Today's Oakland [California] Tribune has a story from the Palm Beach [Florida] Post carrying the headline, "Sandy Hook truther fired by college." The story is evidently quite similar to one that appears in the New York Post under the title "Florida university fires Sandy Hook truther professor." As these two headlines indicate, the term truther is sometimes used as a stand-alone noun and sometimes as a modifier.
A Wikipedia disambiguation page asserts that truther may refer specifically to "people who thought the event [the Sandy Hook Elementary School massacre of December 14, 2012] was a false flag government attack"; to members of the "9/11 Truth movement"; to a book published in 2011 by Jonathan Kay titled Among the Truthers: A Journey Through America's Growing Conspiracist Underground; or to conspiracy theorists generally.

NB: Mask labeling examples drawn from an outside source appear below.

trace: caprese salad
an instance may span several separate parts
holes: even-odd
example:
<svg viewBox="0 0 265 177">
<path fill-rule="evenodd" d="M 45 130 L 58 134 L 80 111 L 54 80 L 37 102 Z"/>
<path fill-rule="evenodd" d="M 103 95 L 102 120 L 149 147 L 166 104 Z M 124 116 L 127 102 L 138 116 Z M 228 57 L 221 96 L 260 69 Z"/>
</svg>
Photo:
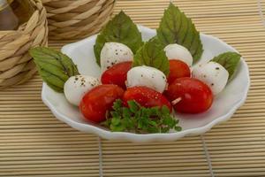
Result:
<svg viewBox="0 0 265 177">
<path fill-rule="evenodd" d="M 52 49 L 37 47 L 30 54 L 43 81 L 87 120 L 111 131 L 181 131 L 174 112 L 207 112 L 232 78 L 240 55 L 228 51 L 193 66 L 203 52 L 200 33 L 173 4 L 156 32 L 143 42 L 130 17 L 116 15 L 94 46 L 99 78 L 80 74 L 69 57 Z"/>
</svg>

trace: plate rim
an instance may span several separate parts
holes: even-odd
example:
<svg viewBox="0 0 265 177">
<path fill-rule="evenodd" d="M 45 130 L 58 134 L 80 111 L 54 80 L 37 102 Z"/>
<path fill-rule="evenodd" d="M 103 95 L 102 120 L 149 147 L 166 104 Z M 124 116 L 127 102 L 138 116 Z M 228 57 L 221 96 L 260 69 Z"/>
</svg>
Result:
<svg viewBox="0 0 265 177">
<path fill-rule="evenodd" d="M 144 29 L 144 30 L 152 30 L 152 31 L 154 30 L 155 31 L 155 29 L 145 27 L 143 26 L 139 26 L 139 28 Z M 82 43 L 82 42 L 84 42 L 84 41 L 87 41 L 90 38 L 95 37 L 96 35 L 94 35 L 88 38 L 85 38 L 79 42 L 66 44 L 66 45 L 63 46 L 61 50 L 63 53 L 67 53 L 66 50 L 68 50 L 68 52 L 69 52 L 69 50 L 71 50 L 71 48 L 72 48 L 73 46 Z M 204 36 L 204 37 L 214 38 L 215 40 L 217 40 L 219 42 L 229 47 L 230 50 L 238 53 L 238 51 L 237 50 L 235 50 L 233 47 L 227 44 L 226 42 L 224 42 L 223 41 L 222 41 L 221 39 L 219 39 L 217 37 L 215 37 L 215 36 L 212 36 L 209 35 L 205 35 L 202 33 L 200 33 L 200 35 Z M 236 103 L 228 112 L 218 117 L 215 120 L 208 123 L 207 125 L 205 125 L 203 127 L 186 129 L 186 130 L 183 130 L 181 132 L 166 133 L 166 134 L 165 133 L 163 133 L 163 134 L 134 134 L 134 133 L 130 133 L 130 132 L 110 132 L 110 130 L 106 130 L 106 129 L 103 129 L 103 128 L 101 128 L 101 127 L 95 127 L 93 125 L 89 125 L 89 124 L 85 125 L 83 123 L 76 122 L 71 119 L 68 119 L 67 116 L 64 115 L 63 113 L 61 113 L 60 112 L 58 112 L 57 109 L 55 109 L 53 107 L 53 105 L 49 103 L 49 101 L 46 97 L 45 93 L 46 93 L 46 89 L 47 89 L 48 86 L 44 82 L 42 84 L 42 99 L 43 103 L 49 108 L 49 110 L 52 112 L 52 113 L 57 119 L 68 124 L 70 127 L 72 127 L 79 131 L 81 131 L 81 132 L 93 133 L 102 138 L 109 139 L 109 140 L 127 140 L 127 141 L 131 141 L 131 142 L 134 142 L 176 141 L 184 136 L 198 135 L 201 135 L 201 134 L 208 132 L 214 126 L 220 124 L 221 122 L 224 122 L 224 121 L 228 120 L 229 119 L 231 119 L 231 116 L 234 114 L 234 112 L 241 105 L 244 104 L 245 101 L 246 100 L 247 93 L 248 93 L 249 88 L 250 88 L 250 76 L 249 76 L 249 69 L 248 69 L 247 64 L 244 60 L 243 58 L 241 58 L 242 59 L 240 61 L 243 63 L 244 68 L 246 70 L 246 72 L 247 73 L 247 78 L 246 78 L 247 86 L 246 86 L 246 89 L 244 90 L 244 96 L 238 103 Z M 80 127 L 82 128 L 80 128 Z"/>
</svg>

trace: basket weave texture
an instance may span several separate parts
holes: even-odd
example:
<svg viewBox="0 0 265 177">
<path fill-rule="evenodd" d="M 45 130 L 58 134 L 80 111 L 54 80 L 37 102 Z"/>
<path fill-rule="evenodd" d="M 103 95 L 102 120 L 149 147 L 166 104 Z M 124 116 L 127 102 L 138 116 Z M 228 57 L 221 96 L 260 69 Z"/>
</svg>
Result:
<svg viewBox="0 0 265 177">
<path fill-rule="evenodd" d="M 23 83 L 36 72 L 28 50 L 47 45 L 46 10 L 41 0 L 31 0 L 35 12 L 18 30 L 0 31 L 0 89 Z"/>
<path fill-rule="evenodd" d="M 97 33 L 109 20 L 115 0 L 42 0 L 49 39 L 80 39 Z"/>
</svg>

Leslie Savan, "From Simple Noun to Handy Partisan Put-Down" (New York Times Magazine, November 18, 2009) provides an excellent brief discussion of truther as part of a pejoratively intended -er family of names that opponents have assigned to conspiracy theorists/fringe political group enthusiasts—a word family that may include birther, [John] Bircher, grassy-knoller, mooner, flat-earther, deather, tenther, and teabagger. But aside from suggesting that truther may have been coined in late 2004 by 9/11 Truth movement member Jon Gold (based on a comment that Savan says Gold "wrote on his blog recently"), she doesn't inquire too deeply into the precise origin of the term or into its application to other groups and individuals.
Where and under what circumstances did the term truther originate?
When (if at all) did truther begin to be applied not just narrowly to 9/11 conspiracy theorists and Sandy Hook conspiracy theorists but to conspiracy theorists of any stripe?